The client may have obtained a new access token, but the Kafka broker has not yet refreshed the public keys from JWKS endpoint resulting in a mismatch. The Kafka Broker will automatically refresh JWT keys if it encounters an unknown kid, and the problem will self-correct in this case, you may just need to repeat your request a few times.

This refresh will target a specific realm right? So if it is using the demo realm JWKS endpoint to fetch the public keys, to check a key from a client that was supposed to be in another realm, this will fail right?

If you configure your client with clientId and secret, it should auto-correct itself, you just need to restart it.

As I described, I used the kafka command line client, specified in your example which, as far as I understand, use only secret/id, and the problem seems not to autocorrect itself :/

Thank again!

mstruk commented 3 years ago

This refresh will target a specific realm right? So if it is using the demo realm JWKS endpoint to fetch the public keys, to check a key from a client that was supposed to be in another realm, this will fail right?

Correct.

The log that you mention is the result of a background job periodically refreshing the JWT token signing keys from the JWKS endpoint configured in listener configuration. The fact that it goes to demo realm means you're not really using compose-authz.yml file to start up your server, or if you do you maybe have REALM env var set to demo in the Terminal window that you use to run docker-compose. Make sure that your docker-compose really starts a clean new instance of Kafka broker, rather than continues execution of a saved previous instance.

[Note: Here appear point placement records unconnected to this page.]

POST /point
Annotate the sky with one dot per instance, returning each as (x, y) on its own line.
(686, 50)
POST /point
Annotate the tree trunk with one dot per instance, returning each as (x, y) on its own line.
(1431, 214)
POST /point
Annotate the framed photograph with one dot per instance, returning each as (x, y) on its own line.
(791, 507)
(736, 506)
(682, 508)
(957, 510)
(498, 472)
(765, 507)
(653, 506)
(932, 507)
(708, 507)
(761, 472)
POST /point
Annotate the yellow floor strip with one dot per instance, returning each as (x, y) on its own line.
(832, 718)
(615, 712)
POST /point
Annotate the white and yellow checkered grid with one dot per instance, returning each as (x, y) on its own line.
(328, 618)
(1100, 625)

To clean the previous one: docker rm kafka zookeeper keycloak

With regards to Unknown signing key, you need to be careful when switching between examples, because they use different Keycloak realms. A different realm is like using a different authorization server - a different endpoint, like you already pointed out.

If your client uses kafka-authz realm, then the access token it obtains can not be used to authenticate to the demo realm. Maybe you tried compose.yml example to run the Kafka broker, then continued with the existing client configuration to run connect to the Kafka broker started using compose-authz.yml example. That won't work. You have to change your client config to set oauth.token.endpoint.uri to http://keycloak:8080/auth/realms/kafka-authz/protocol/openid-connect/token. You have to restart your client, and if you use oauth.access.token or oauth.refresh.token config, you have to obtain and set a new token.

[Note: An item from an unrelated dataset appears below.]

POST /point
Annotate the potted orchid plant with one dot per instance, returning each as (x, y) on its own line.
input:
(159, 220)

Maybe on the server side check your examples/docker/kafka-oauth-strimzi/compose-*.yml file how the JWKS endpoint is configured.

I made some fixes and docs improvements in #102.

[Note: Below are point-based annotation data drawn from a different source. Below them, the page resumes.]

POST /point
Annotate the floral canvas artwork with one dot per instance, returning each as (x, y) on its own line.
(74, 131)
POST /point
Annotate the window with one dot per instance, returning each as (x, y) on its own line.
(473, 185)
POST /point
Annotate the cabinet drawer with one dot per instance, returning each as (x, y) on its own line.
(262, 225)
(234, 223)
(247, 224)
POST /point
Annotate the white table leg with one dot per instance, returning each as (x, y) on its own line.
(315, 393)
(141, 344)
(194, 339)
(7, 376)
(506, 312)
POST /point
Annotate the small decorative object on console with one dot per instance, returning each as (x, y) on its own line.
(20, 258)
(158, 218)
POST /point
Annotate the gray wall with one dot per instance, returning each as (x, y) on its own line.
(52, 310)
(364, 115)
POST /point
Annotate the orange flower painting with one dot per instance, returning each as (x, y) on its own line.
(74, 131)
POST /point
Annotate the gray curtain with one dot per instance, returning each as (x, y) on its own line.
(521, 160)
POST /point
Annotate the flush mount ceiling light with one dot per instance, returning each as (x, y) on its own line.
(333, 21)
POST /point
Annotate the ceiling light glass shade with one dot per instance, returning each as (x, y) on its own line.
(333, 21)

ttben commented 3 years ago

Maybe you tried compose.yml example to run the Kafka broker, then continued with the existing client configuration to run connect to the Kafka broker started using compose-authz.yml example

Indeed, mixed with

you maybe have REALM env var set to demo in the Terminal window

My bad!

Thank you for your help and quick answers! :)


EDIT:

Last quick question, as pointed out in my initial comment, any idea why this logs sometimes happen, is that a configuration issue?

kafka | [2021-03-24 17:00:23,262] ERROR [KafkaServer id=1] Fatal error during KafkaServer startup. Prepare to shutdown (kafka.server.KafkaServer) kafka | org.apache.kafka.common.KafkaException: org.apache.kafka.common.config.ConfigException: Invalid value javax.net.ssl.SSLHandshakeException: PKIX path validation failed: java.security.cert.CertPathValidatorException: validity check failed for configuration A client SSLEngine created with the provided settings can't connect to a server SSLEngine created with those settings.

mstruk commented 3 years ago

Maybe you can provide more of the stacktrace where this happens? It looks like a truststore issue. As if connection to REPLICATION listener fails due to untrusted certificate.

It should either succeed all the time or fail all the time. I don't see why or how it would sometimes work, and sometimes not without you changing the configuration in some way.

abdessamadrajad commented 3 years ago

I would like to thank you for the informations provided in this issue. I am about to start this example, and like you @ttben I want to setup authentication and authorization using Keycloak.